O que concretamente sugeriu quando referiu, recentemente, que Portugal tem de criar uma lei de resolução bancária como o fez a Inglaterra?
O país deve criar com urgência uma lei de resolução bancária (ou saneamento bancário), em colaboração com os nossos parceiros europeus. Uma lei de resolução bancária é um processo de saneamento e falência controlada de bancos que reconhece o papel fundamental desempenhado pelos bancos numa economia e as características específicas de um banco. Com uma lei de resolução bancária é possível assegurar o normal funcionamento dos bancos mesmo em situação de crise bancária. Essa lei é fundamental para permitir que os bancos continuem a desempenhar a sua função crucial na economia, que é a de canalizar poupança para investimento, concedendo crédito. O sistema bancário nacional está com problemas graves devido à sua enorme dependência do exterior. O endividamento externo líquido do sistema bancário no final de 2009 era de cerca de 50% do PIB. Sem essa lei, mesmo empresas exportadoras com lucros e competitivas internacionalmente, enfrentarão restrições de financiamento agravando a já de si difícil situação económica do país. É provável que vários bancos nacionais tenham de ser sujeitos a essa lei de resolução bancária e - arrisco - eventualmente nacionalizados.
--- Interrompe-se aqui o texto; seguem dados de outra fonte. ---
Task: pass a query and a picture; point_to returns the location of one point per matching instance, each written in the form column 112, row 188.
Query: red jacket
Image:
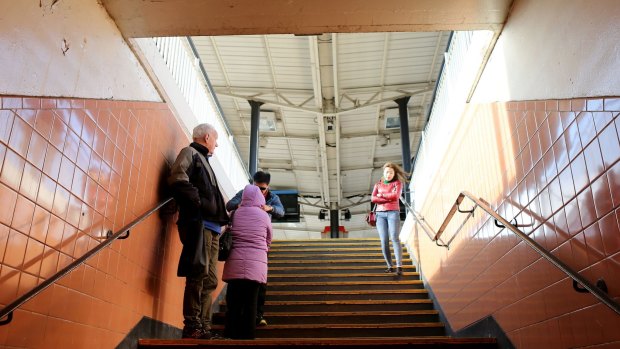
column 386, row 195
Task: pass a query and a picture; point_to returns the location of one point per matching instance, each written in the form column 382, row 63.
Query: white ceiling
column 308, row 82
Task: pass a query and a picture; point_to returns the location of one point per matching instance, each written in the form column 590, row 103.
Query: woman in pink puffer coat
column 246, row 267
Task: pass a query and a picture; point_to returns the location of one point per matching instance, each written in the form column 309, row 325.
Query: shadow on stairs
column 335, row 294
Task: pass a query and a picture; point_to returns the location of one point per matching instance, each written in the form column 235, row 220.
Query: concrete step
column 330, row 269
column 344, row 305
column 351, row 295
column 346, row 262
column 434, row 342
column 335, row 277
column 394, row 284
column 365, row 317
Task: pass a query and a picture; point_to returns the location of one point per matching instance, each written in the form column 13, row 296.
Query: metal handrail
column 121, row 234
column 422, row 222
column 597, row 291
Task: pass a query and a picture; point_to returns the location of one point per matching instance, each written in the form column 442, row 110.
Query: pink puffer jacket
column 251, row 232
column 386, row 195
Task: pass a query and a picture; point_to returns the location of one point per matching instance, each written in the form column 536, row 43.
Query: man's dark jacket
column 197, row 194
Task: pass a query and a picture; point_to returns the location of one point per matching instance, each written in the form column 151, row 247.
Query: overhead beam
column 140, row 18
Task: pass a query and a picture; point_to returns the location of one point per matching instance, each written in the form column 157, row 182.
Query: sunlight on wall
column 463, row 60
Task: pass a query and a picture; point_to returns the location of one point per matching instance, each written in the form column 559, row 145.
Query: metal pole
column 405, row 144
column 253, row 164
column 334, row 215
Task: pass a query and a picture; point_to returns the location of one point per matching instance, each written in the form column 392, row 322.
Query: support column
column 405, row 144
column 254, row 122
column 334, row 216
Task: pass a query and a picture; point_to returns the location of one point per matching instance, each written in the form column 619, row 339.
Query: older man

A reestruturação da dívida soberana portuguesa é também inevitável? Como pode isso ser feito, conhecida que é a oposição de quem manda realmente na zona euro, que pretende impor os mecanismos financeiros do FEEF?
Argumentei em entrevistas anteriores que a reestruturação da dívida portuguesa é, na prática, inevitável - inevitável é uma palavra forte dado que existe eventualmente uma pequena probabilidade de outra solução no âmbito da União Europeia. Pelas propostas que têm sido apresentadas pelos mais altos representantes do governo da Alemanha, parece-me que o governo alemão tem uma estratégia definida para responder à crise de dívida soberana. O governo francês também aparenta ter uma estratégia bem preparada. Dadas as intervenções da Chanceler Alemã Angela Merkel e do Ministro das Finanças Wolfgang Schäuble, parece-me claro que irá ocorrer uma reestruturação de dívida a partir de 2013. Só que nos moldes definidos por Berlim e Paris, como já referi.
E esses "moldes" terão, em muito, o dedo, o estilo alemão?
Tem de se compreender que a estratégia típica de resposta a crises na Alemanha é a de procurar penalizar quem errou e de salvaguardar o interesse público. Por exemplo, o governo alemão exige uma taxa de juro de 9% em parte de um pacote de ajuda de cerca de €18,2 mil milhões que concedeu ao banco privado alemão Commerzbank. Se o governo alemão exige taxas destas a empresas alemãs, é provável que haja quem possa pensar que a taxa de juro exigida pelo EFSF/FMI aos países periféricos é razoável.